While the security of personal computers and mobile devices is always a priority for most consumers, Microsoft is taking password protection to the visual level with picture gestures.
Mentioned in great detail on the developer blog of the Windows engineering team, Microsoft is working on a method of logging into a computer powered by Windows 8 through a “Picture Password”. Likely designed for touchscreens, users are prompted with a familiar picture of their choice and asked to make a series of finger gestures on the screen to setup password protection. Microsoft recommends that users pick at least three gestures and can choose between a circle, a tap and a line drawn between two points. When a user logs into a Windows 8 machine using Picture Password, they simply have to replicate the correct placement, order and direction of all gestures.

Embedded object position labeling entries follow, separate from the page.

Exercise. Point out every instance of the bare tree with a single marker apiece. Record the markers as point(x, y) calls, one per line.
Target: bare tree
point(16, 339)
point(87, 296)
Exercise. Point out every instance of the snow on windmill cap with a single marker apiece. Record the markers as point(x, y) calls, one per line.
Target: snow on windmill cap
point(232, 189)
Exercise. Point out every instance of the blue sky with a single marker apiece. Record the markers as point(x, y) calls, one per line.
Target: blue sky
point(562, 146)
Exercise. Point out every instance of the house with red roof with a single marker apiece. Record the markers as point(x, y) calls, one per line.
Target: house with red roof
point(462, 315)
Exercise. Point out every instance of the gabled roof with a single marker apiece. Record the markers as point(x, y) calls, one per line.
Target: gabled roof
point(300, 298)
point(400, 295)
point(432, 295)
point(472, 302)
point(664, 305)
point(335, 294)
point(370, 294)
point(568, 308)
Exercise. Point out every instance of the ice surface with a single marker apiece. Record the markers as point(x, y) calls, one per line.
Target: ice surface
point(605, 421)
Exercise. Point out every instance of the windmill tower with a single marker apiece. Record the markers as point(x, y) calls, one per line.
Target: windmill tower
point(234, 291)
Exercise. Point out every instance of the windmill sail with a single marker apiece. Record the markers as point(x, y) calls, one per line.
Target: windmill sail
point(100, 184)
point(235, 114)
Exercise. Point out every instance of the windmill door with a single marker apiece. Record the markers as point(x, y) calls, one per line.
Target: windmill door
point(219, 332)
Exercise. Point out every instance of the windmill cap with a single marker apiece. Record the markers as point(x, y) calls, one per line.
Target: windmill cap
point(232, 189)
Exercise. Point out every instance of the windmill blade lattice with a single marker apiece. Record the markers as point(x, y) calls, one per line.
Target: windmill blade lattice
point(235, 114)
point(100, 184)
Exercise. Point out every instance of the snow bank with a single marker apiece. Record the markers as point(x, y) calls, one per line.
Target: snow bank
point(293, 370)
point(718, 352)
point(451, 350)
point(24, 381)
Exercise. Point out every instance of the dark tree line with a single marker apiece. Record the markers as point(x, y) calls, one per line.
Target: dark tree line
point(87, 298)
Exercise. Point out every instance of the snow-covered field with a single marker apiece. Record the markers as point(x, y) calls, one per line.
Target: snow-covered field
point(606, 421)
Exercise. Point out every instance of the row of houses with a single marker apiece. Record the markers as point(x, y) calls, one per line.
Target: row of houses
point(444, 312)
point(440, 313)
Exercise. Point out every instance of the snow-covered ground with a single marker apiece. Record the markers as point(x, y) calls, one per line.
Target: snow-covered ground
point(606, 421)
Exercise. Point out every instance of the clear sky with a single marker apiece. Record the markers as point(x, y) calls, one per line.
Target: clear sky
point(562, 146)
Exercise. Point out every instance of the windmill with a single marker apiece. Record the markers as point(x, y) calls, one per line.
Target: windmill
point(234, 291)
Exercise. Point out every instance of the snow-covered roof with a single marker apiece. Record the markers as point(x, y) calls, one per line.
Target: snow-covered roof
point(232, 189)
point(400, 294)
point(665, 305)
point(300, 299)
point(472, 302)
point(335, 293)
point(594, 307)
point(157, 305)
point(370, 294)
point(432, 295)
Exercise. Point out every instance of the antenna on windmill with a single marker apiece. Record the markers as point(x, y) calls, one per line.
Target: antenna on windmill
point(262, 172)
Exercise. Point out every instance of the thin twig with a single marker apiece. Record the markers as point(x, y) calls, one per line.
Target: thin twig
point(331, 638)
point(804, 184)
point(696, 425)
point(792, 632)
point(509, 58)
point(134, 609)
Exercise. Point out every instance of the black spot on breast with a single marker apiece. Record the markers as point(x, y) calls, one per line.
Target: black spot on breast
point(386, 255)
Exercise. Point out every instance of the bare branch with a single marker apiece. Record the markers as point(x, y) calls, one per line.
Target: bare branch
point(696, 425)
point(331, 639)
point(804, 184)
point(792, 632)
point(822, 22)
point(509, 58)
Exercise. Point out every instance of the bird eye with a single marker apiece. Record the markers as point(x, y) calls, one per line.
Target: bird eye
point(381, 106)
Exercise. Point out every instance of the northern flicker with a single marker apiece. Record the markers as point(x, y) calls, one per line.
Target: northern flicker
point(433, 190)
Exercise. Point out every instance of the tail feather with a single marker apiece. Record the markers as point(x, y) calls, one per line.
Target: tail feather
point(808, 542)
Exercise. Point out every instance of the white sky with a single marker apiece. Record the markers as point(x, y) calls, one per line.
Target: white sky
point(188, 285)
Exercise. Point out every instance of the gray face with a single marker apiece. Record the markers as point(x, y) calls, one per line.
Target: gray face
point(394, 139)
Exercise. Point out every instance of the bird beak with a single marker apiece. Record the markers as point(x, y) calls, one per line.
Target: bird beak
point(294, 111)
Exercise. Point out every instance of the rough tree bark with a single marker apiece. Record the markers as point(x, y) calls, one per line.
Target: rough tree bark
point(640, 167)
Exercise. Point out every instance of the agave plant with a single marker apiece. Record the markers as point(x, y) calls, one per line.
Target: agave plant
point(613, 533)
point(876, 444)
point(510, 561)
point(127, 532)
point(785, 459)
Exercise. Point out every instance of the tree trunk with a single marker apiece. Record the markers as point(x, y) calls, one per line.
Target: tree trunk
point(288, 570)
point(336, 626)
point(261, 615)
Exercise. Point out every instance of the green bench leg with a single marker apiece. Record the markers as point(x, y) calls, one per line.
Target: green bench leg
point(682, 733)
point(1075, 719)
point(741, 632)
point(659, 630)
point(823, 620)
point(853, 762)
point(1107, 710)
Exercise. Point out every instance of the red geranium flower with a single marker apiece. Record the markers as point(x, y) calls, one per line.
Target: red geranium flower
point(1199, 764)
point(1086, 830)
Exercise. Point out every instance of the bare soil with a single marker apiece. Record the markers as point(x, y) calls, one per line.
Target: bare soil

Microsoft dictates the set of three different gestures after research showed that login time was cut from 17 seconds using free form gestures to 4 seconds using preset gestures. Users don’t have to be 100 percent accurate with the placement of the gestures as the image is broken up into a grid and the combination of replicating the three gestures is assigned a percentage score each time the login process is attempted through an algorithm. If the score is 90 percent or above, the user gains access to the system.
Microsoft also outlined how security is increased with the Picture Password method. For instance, if a user creates a six-character text password with at least one uppercase letter and one number, there would be 7 billion combinations available. However, if a user creates a picture password with six gestures using only taps, that number increases to 1.3 trillion combinations. Even further, reducing the amount of gestures to five and including at least one circle and one line gesture within the group increases the number of combinations to approximately 70 trillion. The Windows engineering team has just started building the Picture Password functionality and hopes to include it within the final version of Windows 8 likely released during 2012.